---
title: "Rails 6 adds support for Optimizer Hints"
description: "Rails 6 has added support for Optimizer Hints"
canonical_url: "https://www.bigbinary.com/blog/rails-6-supports-optimizer-hints"
markdown_url: "https://www.bigbinary.com/blog/rails-6-supports-optimizer-hints.md"
---

# Rails 6 adds support for Optimizer Hints

Rails 6 has added support for Optimizer Hints

- Author: Vishal Telangre
- Published: July 30, 2019
- Categories: Rails 6, Rails

Rails 6 has added support to provide optimizer hints.

## What is Optimizer Hints?

Many relational database management systems (RDBMS) have a query optimizer. The
job of the query optimizer is to determine the most efficient and fast plan to
execute a given SQL query. Query optimizer has to consider all possible query
execution plans before it can determine which plan is the optimal plan for
executing the given SQL query and then compile and execute that query.

An optimal plan is chosen by the query optimizer by calculating the cost of each
possible plans.
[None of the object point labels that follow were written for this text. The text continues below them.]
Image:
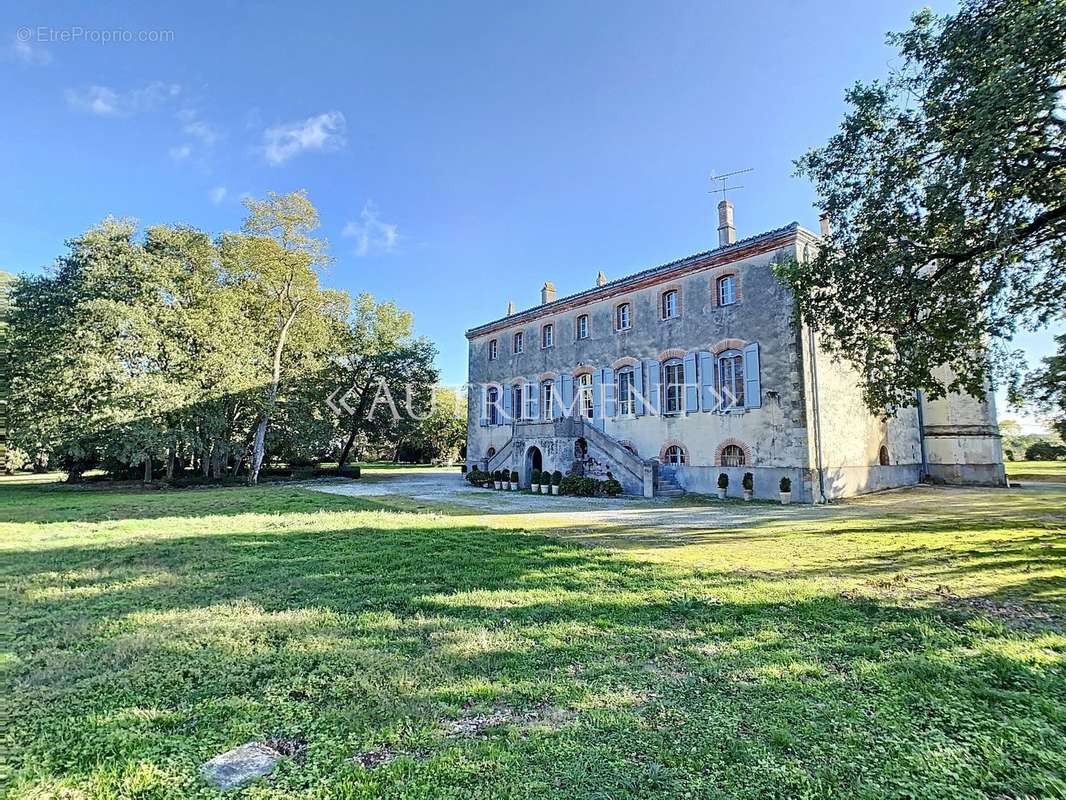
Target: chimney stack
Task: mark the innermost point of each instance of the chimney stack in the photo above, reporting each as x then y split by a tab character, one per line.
727	234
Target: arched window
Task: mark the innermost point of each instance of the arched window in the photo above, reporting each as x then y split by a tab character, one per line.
732	456
516	401
669	304
675	454
585	394
731	379
547	390
727	289
626	393
673	387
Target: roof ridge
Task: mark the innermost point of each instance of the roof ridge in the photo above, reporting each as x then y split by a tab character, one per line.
642	273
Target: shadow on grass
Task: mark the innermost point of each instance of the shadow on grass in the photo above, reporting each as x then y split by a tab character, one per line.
164	652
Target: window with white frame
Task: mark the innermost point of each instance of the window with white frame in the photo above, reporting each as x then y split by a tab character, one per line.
727	289
673	387
731	380
516	401
546	399
626	392
675	454
585	395
669	304
732	456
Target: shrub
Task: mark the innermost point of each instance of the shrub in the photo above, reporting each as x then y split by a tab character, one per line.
1045	451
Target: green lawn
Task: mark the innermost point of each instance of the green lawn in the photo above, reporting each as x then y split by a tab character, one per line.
894	650
1037	470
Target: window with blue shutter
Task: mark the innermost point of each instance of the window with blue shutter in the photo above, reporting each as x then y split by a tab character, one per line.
753	384
691	389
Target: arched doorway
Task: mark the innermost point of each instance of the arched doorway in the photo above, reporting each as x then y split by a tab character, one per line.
533	461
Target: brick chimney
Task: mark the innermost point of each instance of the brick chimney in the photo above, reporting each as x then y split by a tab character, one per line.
727	234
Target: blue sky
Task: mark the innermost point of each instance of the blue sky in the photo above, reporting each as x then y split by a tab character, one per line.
458	154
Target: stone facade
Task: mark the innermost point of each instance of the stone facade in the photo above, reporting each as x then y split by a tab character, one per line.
689	356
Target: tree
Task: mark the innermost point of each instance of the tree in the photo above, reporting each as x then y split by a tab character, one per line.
946	188
274	264
1046	386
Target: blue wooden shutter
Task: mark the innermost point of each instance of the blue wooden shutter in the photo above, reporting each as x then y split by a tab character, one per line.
509	410
652	396
691	390
610	394
639	389
566	396
753	385
598	399
707	396
533	400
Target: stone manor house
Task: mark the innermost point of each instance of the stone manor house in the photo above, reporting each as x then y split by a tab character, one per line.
674	374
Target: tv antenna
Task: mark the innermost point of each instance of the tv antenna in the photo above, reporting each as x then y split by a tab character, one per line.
722	181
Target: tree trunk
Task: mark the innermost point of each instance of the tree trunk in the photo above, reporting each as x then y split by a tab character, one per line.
259	443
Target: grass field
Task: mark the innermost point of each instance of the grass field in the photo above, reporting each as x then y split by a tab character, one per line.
894	650
1037	470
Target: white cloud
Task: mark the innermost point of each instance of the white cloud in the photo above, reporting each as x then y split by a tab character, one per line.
26	52
371	235
107	101
322	132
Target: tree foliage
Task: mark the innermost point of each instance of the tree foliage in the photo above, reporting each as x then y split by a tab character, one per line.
173	351
946	188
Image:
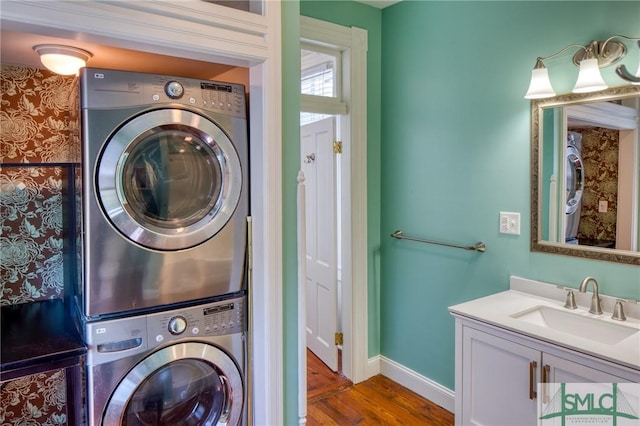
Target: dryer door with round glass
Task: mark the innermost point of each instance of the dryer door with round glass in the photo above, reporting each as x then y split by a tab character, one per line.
168	179
190	383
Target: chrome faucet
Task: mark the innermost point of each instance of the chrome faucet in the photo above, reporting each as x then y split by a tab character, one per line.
595	300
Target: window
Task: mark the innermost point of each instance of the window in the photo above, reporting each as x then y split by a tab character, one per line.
320	83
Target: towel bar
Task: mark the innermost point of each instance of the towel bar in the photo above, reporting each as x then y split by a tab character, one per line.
480	246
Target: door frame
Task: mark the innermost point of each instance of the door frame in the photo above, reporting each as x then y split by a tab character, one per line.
352	42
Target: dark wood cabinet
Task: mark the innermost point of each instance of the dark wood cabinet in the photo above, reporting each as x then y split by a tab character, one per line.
42	358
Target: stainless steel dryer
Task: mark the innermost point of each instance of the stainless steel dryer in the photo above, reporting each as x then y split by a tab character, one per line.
164	190
179	367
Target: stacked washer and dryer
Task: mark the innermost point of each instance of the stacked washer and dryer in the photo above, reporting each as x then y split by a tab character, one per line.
163	294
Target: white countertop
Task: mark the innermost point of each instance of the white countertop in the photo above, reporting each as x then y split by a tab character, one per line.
498	309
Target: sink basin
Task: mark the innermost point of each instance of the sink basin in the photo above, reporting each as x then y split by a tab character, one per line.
576	324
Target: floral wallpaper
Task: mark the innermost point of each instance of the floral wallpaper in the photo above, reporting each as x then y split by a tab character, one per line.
36	153
35	116
35	129
600	157
39	399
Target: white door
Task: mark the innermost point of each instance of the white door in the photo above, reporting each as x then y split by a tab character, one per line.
319	168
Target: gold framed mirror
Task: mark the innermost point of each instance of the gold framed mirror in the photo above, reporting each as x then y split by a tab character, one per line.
585	175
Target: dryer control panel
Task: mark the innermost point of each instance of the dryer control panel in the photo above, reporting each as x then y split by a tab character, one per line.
212	319
106	89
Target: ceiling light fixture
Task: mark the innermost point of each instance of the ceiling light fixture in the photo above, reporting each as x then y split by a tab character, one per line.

Typically, when the number of tables referenced in a join query
increases, then the time spent in query optimization grows exponentially which
often affects the system's performance. The fewer the execution plans the query
optimizer needs to evaluate, the lesser time is spent in compiling and executing
the query.

As an application designer, we might have more context about the data stored in
our database. With the contextual knowledge about our database, we might be able
to choose a more efficient execution plan than the query optimizer.

This is where the optimizer hints or optimizer guidelines come into picture.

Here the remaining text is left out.